Il est vrai que Lacan mettait un bémol à ce « pour tous » en élevant l’homosexualité féminine à une distinction qui vaut d’être rappelée, en ces temps où l’uniformisation devient le mot d’ordre du politiquement correct : au contraire, une dissymétrie existe entre gays et lesbiennes, elle génère une torsion qui redéfinit l’hétérosexuel : celui ou celle qui aime les femmes. Ces dernières étant, par la démonstration de leur passion pour une, les vraies hétérosexuelles ; ce qui ne devrait pas les mettre à l’écart du mariage.

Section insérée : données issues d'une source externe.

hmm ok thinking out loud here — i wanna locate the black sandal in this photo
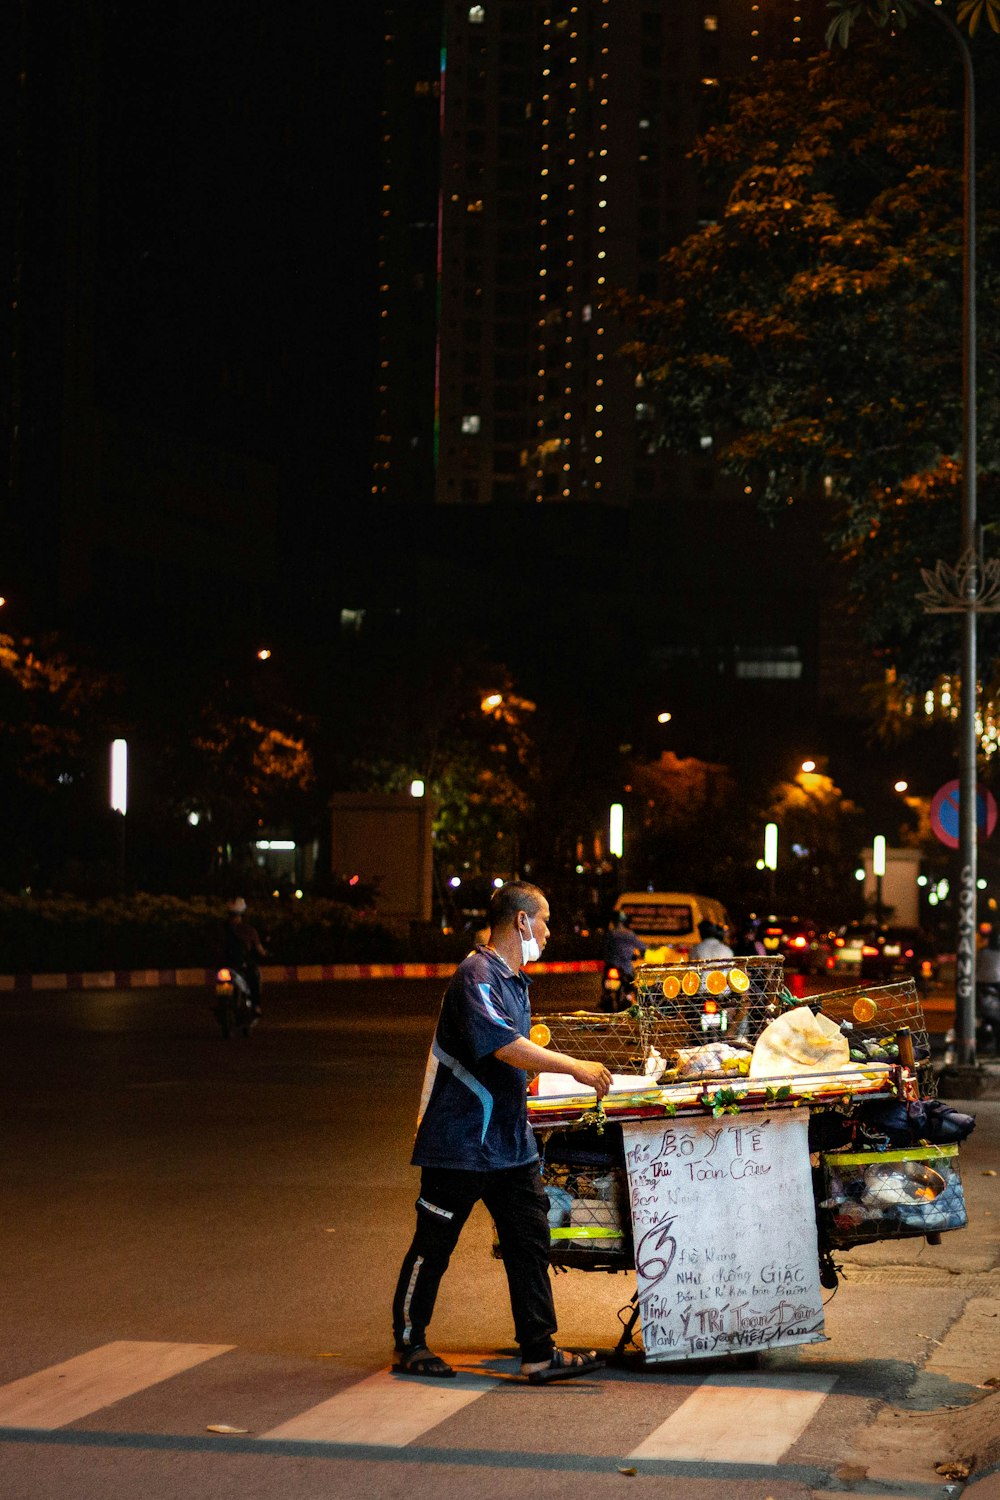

Enfin, Lacan relevait en 1958 le paradoxe d’une survivance du mariage au-delà de l’émancipation sociale des femmes, d’un désir coexistant avec le « déclin du paternalisme ». Anticipation étonnante au regard de la revendication d’aujourd’hui où l’on vérifie l’interdépendance des deux phénomènes, leur variation concomitante : la dissolution de l’ordre symbolique et la bague au doigt. Simone de Beauvoir qui était contre, fait figure de ringarde : on ne naît pas mariée, on le devient. Et l’on attend les mémoires d’une lesbienne branchée.